Session 2: Wavefield Reconstruction of Cook Inlet DAS Data with SHallow Recurrent Decoder

Session 2: Wavefield Reconstruction of Cook Inlet DAS Data with SHallow Recurrent Decoder#

Author: Yiyu Ni (niyiyu@uw.edu)

Last updated: Dec 11, 2025

This notebook demonstrates the use of deep-learning model to compress and reconstruct wavefields recorded by offshore DAS. We demonstrate that SHallow REcurrent Decoders (SHRED) provide an effective framework to compress DAS data, enabling lower streaming rates, and being effective at reconstructing wavefield from ocean wave that composes the broadband DAS data.

import h5py
import obspy
import torch
import numpy as np
import matplotlib.pyplot as plt

from tqdm import tqdm

from utils import *

IMAGE_KWARGS = {"cmap": "RdBu", "vmax": 5, "vmin": -5, "aspect": "auto", "origin": "lower"}
TEXT_KWARGS = {"fontsize": 15, "color": "#c00000"}

Cook Inlet DAS experiment and data access#

Two seafloor telecommunication cables owned by the GCI Communication Corporation are used that originate from the landing station in Homer, Alaska: the Terrestrial for Every Rural Region (TERRA) runs westward to the Iliamna Bay, near Augustine Volcano, and the southern span of the Kodiak Kenai Fiber Link (KKFL‐S) that connects Kenai peninsula and the Kodiak archipelago. Beginning June 2023, both cables have been connected to a Sintela Onyx v1.0 interrogator unit in the GCI landing station for continuous data acquisition. The team has built a heterogeneous edge unit with a Network‐Attached‐System (NAS) for year‐long continuous data storage (∼160 TB), and two CPU and GPU edge computing servers for data processing. The interrogator unit saves the raw data at a 25 Hz sampling rate and further decimates it into 2.5 Hz; both raw and decimated data are saved. There are 8,531 channels using a 9.47 m channel spacing with a gauge length of 23.93 m between September and December.

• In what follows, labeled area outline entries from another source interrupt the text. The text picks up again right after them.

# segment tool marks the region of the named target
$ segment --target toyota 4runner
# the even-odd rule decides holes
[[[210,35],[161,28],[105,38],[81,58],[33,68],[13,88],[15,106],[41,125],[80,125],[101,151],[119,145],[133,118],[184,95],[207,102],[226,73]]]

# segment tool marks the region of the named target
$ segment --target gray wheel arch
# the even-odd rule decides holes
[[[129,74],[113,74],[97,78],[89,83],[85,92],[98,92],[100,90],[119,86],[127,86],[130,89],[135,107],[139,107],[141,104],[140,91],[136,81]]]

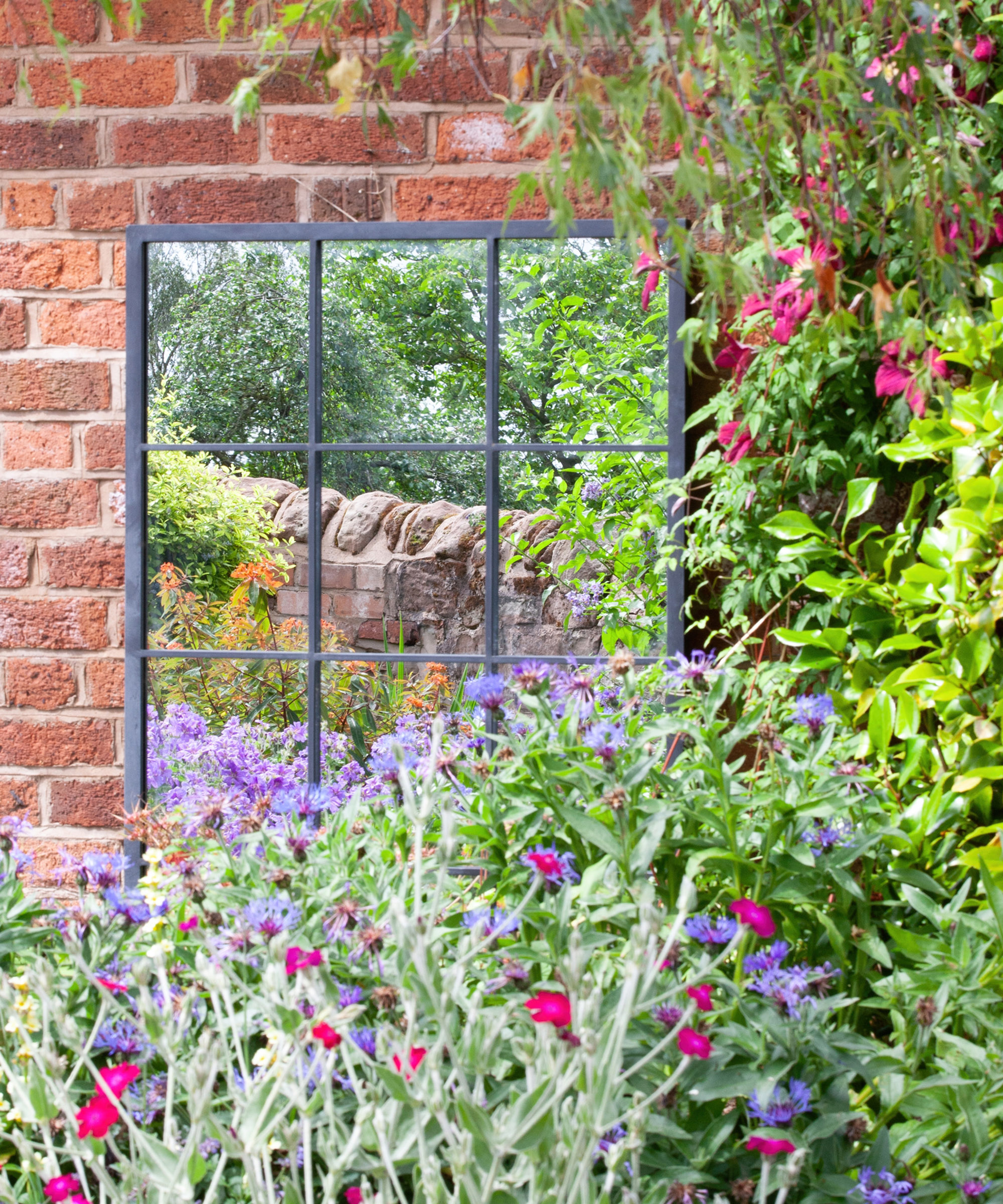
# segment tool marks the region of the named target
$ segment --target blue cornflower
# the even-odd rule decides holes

The earthquake data from the Cook Inlet DAS experiment are hosted at https://dasway.ess.washington.edu/gci. Earthquakes and daily data reports were updated daily. Here, we check an earthquake event recorded on December 29, 2023 on the KKFLS cable. The event has an internal id 11784946 and you can find the USGS event report here.

We can load the QuakeML file for this event directly obspy.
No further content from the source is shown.